Owner Patrick Dobbins has a new interpretation of the world’s oldest alcoholic drink.

That drink is mead, made from fermented honey and dating as far back as 9,000 years ago, according to some reports. But many people today aren’t familiar with mead. Dobbins, a Colorado native who returned to the Centennial State after a decade in the wine business in California, decided it was time for mead to regain the spotlight.

“Stylistically, I’m a palate guy,” Dobbins says. “I think mead offers a great opportunity to really explore flavors.”

But he wanted to go a different direction than most of today’s mead makers. “Most mead now is made like a traditional sweet wine, a semi-sweet or dessert-style wine,” he says. Annapurna is creating drier, lower-alcohol meads.

“As you increase your palate knowledge, you become more refined and tend to go to a drier palate,” Dobbins notes. And drier also dovetails with food-friendly, he says.

“People are wanting something that goes well with food. Our high acid content makes us pretty unique. . . . It goes well with food, but it also cleanses your palate.”

Dobbins started Annapurna in his garage. The name of the company was inspired by Dobbins and his wife’s fond memories of trekking the Annapurna circuit in Nepal. “Annapurna Mead is our homage to the highest peaks we have climbed both internally and externally,” the company’s website says.

With a few local restaurants adding the mead and “a decent amount of interest,” the company moved to its current production facility in an industrial park on the west side of Colorado Springs in 2017. The meads can now be found in bars and liquor stores on the Front Range.

The meadery produces two flagship meads, Cherry Bee Dazzled and For the Love of Ginger, plus a rotating third variety and various seasonals. The meads are sold in cans. Dobbins initially looked at bottles; the Cherry Bee Dazzles, he notes, “is a beautiful color” and would have looked great in bottles. But there was a lack of mobile bottlers, particularly ones that could have handled his meads, which are slightly carbonated. So he turned to cans with the help of Craft Canning, a mobile canner.

There are benefits to cans, Dobbins says. “They’re more easy to chill, and then it just matches the Colorado market. The Colorado market is going cans, and actually a lot of the wineries are going to cans across the country.”

The honey comes from a supplier in Northern Colorado. “Bees are a pretty amazing species to me, one of the most net-positive species on the planet,” Dobbins says. He’s keenly aware of reports of major die-offs among honeybees and is looking at ways to support Colorado beekeepers. He has given away thousands of packets of wildflower seeds. “Bees visit over 2.5 million flowers to make one pound of honey,” the packet notes.

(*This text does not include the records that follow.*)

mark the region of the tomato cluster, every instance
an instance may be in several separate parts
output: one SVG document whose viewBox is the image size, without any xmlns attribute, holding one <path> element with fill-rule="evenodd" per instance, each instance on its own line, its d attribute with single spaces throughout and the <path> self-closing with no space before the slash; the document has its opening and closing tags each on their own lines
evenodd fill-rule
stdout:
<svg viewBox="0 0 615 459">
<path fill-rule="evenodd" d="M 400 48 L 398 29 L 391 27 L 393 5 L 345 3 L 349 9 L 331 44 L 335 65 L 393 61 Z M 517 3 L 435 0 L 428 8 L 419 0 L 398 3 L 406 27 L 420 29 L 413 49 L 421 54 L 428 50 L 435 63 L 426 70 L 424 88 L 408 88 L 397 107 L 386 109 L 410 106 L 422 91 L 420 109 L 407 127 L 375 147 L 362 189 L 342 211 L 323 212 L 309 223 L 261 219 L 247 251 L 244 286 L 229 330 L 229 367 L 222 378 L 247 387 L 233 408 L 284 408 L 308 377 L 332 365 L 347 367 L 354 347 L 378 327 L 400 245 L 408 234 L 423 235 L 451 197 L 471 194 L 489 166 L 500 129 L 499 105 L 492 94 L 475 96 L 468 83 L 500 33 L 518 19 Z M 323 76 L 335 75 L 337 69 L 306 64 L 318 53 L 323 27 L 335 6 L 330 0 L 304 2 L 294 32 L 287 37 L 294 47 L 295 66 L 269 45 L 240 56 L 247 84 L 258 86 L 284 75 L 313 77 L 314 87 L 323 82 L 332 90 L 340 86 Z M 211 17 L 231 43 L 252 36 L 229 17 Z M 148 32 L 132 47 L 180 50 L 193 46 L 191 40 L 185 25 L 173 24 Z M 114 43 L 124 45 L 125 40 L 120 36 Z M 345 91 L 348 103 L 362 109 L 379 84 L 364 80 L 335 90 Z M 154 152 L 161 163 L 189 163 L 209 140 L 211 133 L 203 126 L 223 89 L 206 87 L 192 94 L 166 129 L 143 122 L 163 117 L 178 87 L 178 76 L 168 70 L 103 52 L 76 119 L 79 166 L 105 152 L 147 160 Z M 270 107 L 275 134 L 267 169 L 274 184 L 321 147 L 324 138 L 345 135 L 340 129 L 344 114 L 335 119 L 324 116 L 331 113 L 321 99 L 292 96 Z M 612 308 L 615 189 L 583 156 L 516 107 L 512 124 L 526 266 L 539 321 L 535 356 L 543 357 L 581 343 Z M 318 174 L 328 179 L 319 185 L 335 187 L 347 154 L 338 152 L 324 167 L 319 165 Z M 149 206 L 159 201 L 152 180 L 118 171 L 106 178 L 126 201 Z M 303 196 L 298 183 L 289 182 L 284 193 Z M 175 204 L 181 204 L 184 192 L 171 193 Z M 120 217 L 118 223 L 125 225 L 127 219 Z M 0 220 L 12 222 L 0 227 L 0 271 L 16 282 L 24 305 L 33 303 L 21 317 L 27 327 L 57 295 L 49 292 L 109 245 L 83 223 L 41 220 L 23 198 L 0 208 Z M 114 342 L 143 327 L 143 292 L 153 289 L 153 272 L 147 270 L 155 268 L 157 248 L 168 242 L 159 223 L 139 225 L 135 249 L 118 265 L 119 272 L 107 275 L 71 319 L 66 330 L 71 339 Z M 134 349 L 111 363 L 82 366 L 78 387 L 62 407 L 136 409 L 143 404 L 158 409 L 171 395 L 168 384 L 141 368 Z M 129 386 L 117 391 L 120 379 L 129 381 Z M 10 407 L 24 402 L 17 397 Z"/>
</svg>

Challenges: Craft brewers, Dobbins says, wrestle with a phenomenon known as “rotation nation.” A consumer walking into a bar or brewery, instead of ordering an old favorite, now wants to try the latest and greatest.

“This has caused the industry to do this real flip on its head. . . . You always have to catch the tail of the tiger,” Dobbins says. With Annapurna being so new, he didn’t think he’d be subject to that. But those drinking Annapurna’s meads in bars are, indeed, asking what’s new. “So we’ve had to light up our test tap” — consistently looking at new flavor profiles. He doesn’t have a tasting room himself, so the bars serve as the test market.

The biggest challenge, though, is education. For many, “mead is an unknown,” Dobbins says. So he’s had to educate people ranging from consumers to retailers to investors.

Opportunities: Dobbins is looking at the possibility of direct-to-consumer sales — perhaps a mead subscription service similar to the Dollar Shave Club model. With the meads being gluten-free, low alcohol and based on a natural substance, honey, they answer a lot of consumer demands, he says.

As for retail, Dobbins is looking at markets beyond Colorado. “California is a huge market and I think we could do very well there,” he says. Texas and Florida are also on his radar. And then there’s Nevada. A search-term analysis shows more online searchers for mead in Nevada than any other state, Dobbins says.

Needs: “Eventually we’ll need a major distribution partner,” Dobbins says. He’s had talks with some larger distributors, but “nobody is ready to pull the trigger on us.” As a result, he’s had to cobble together his own distribution system. “Having a couple of major distributors,” he says, “is really the key to long-term growth.”